Ce formalisme n’est en aucune façon anecdotique puisqu’une convocation des conseillers municipaux préalablement à toute séance du conseil municipal est obligatoire. La jurisprudence juge classiquement qu’une délibération prise par un conseil municipal sans qu’aucune convocation n’ait été adressée à ses membres est illégale.
C’est donc une formalité que l’on qualifie traditionnellement de substantielle, c’est-à-dire une formalité dont le non-respect constitue un vice intrinsèque entraînant l’illégalité de la décision qui en est affectée.
Et ce risque n’est en aucune façon anecdotique puisque, notamment dans le contentieux de l’urbanisme, les moyens tirés à l’irrégularité de la convocation des conseillers municipaux que ce soit le défaut de précision suffisante des questions inscrites à l’ordre du jour du conseil municipal au titre de l’information des conseillers municipaux, mais également le délai de convocation sont traditionnellement invoqués avec pour conséquence de conduire à l’annulation, pour un vice de forme, des délibérations notamment celles approuvant les plans locaux d’urbanisme.
Ne pas respecter le délai de convocation imposé par la Loi c’est ainsi prendre le risque de voir annuler toutes les délibérations votées lors de la réunion d’assemblée concernées par la convocation irrégulièrement faite.
Ainsi, est annulée la délibération portant approbation du plan local d’urbanisme aux motifs tirés de ce que l’ordre du jour accompagnant la convocation des conseillers municipaux à la séance lors de laquelle a été adoptée la délibération approuvant le plan local d’urbanisme était insuffisamment précise pour informer les élus (C.A.A Lyon, 31 mars 2015, n° 13LY03239 ; C.A.A Lyon, 28 juin 2016, n° 14LY02034), ou que le délai légal de convocation n’a pas été respecté (C.A.A Marseille, 8 juillet 2010, n° 09MA00654).
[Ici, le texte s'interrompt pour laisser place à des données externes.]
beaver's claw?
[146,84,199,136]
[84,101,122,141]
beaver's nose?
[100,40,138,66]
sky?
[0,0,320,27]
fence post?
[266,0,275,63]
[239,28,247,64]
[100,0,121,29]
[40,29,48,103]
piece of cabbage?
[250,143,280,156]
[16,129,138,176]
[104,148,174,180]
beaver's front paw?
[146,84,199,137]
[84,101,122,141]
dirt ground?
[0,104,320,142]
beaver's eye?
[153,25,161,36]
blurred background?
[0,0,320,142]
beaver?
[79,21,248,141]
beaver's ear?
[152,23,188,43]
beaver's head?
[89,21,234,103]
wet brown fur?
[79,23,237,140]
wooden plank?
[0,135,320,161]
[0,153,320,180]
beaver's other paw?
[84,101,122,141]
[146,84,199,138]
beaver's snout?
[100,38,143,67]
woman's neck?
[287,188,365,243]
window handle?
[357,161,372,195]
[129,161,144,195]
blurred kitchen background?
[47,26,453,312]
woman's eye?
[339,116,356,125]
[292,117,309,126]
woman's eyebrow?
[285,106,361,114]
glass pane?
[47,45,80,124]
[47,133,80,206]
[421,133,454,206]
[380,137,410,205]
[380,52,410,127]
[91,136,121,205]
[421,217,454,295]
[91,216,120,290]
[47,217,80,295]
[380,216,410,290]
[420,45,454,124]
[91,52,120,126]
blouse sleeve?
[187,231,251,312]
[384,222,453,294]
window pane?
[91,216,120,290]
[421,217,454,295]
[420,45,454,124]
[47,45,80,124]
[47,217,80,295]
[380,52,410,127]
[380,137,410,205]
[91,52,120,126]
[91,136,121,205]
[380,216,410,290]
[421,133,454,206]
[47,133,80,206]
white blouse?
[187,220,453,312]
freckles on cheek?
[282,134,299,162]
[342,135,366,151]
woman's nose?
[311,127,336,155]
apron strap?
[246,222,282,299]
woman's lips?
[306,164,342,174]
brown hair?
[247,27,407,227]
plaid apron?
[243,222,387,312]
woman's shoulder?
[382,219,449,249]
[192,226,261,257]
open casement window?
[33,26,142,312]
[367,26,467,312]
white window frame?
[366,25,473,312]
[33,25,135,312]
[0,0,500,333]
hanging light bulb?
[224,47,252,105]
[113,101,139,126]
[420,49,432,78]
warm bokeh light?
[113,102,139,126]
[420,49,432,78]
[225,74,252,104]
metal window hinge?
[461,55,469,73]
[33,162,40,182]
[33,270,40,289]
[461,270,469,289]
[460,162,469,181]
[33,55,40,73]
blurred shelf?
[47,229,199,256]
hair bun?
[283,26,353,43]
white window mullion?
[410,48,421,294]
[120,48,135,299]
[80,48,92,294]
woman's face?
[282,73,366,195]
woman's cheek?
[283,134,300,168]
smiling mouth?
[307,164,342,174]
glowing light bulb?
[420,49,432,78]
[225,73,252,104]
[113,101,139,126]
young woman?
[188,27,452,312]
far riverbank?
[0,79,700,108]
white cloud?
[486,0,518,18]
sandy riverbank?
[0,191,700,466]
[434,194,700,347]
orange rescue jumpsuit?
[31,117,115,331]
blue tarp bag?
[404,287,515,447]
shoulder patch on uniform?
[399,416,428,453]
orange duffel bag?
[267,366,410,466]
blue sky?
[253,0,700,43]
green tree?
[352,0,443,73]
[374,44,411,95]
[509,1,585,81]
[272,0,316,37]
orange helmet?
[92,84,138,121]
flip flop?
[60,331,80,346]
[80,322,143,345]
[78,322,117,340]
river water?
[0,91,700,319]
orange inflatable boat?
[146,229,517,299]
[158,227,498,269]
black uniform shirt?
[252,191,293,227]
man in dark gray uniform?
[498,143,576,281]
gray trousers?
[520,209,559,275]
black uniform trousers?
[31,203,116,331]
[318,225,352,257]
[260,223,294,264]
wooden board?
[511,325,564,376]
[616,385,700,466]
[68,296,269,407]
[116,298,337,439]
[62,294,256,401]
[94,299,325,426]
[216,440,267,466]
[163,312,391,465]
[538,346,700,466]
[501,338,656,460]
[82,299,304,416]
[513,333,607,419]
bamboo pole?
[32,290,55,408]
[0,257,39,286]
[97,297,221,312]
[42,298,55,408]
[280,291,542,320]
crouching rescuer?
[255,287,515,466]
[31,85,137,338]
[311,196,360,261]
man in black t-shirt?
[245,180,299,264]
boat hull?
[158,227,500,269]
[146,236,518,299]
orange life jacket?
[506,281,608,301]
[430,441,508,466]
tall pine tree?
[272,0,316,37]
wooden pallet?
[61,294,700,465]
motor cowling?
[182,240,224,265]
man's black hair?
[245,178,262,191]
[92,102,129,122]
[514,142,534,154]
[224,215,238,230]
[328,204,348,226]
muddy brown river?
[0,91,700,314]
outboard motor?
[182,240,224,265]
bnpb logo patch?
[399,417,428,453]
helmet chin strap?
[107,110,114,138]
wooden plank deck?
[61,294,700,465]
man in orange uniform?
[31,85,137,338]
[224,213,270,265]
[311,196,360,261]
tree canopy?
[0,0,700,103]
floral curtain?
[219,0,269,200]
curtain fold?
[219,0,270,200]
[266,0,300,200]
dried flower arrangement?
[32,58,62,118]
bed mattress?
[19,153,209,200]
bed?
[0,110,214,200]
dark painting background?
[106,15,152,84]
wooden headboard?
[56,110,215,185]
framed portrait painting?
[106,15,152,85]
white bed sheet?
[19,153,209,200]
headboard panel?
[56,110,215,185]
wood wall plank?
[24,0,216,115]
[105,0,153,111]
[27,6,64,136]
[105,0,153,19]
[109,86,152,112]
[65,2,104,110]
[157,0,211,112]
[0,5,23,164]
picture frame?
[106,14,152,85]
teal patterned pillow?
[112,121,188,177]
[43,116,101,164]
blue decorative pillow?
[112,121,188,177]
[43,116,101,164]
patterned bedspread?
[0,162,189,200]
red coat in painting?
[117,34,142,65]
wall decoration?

Dans la présente espèce, les Magistrats du Palais Royal étaient saisis du moyen habituellement soulevé par les requérants tiré du non-respect des délais légaux d’envoi des convocations à un conseil municipal. Les requérants avaient en effet demandé au Tribunal Administratif de VERSAILLES d’annuler la délibération du conseil municipal de la commune de MASSY approuvant le lancement des procédures préalables à la cession d’un terrain, autorisant le Maire à demander la sortie d’un lot d’une copropriété horizontale et à purger le droit de rétrocession à l’égard des anciens propriétaires.
Ils invoquaient le non-respect des délais de convocation des conseils municipaux à la séance lors de laquelle les délibérations contestées avaient été approuvées.
Le Conseil d’Etat, après avoir rappelé les dispositions législatives et réaffirmé que les convocations aux réunions du conseil municipal, accompagnées des notes explicatives de synthèse, doivent être envoyées aux conseillers municipaux à leur domicile personnel, sauf s’ils ont expressément fait le choix d’un envoi à une autre adresse laquelle peut être la Mairie, qu’il doit être procédé à cet envoi en respectant un délai sur la commune de trois à cinq jours francs avant les réunions, précise que le requérant qui soutient que les délais légaux d’envoi des convocations n’ont pas été respectés doit apporter des éléments circonstanciés au soutien de son moyen.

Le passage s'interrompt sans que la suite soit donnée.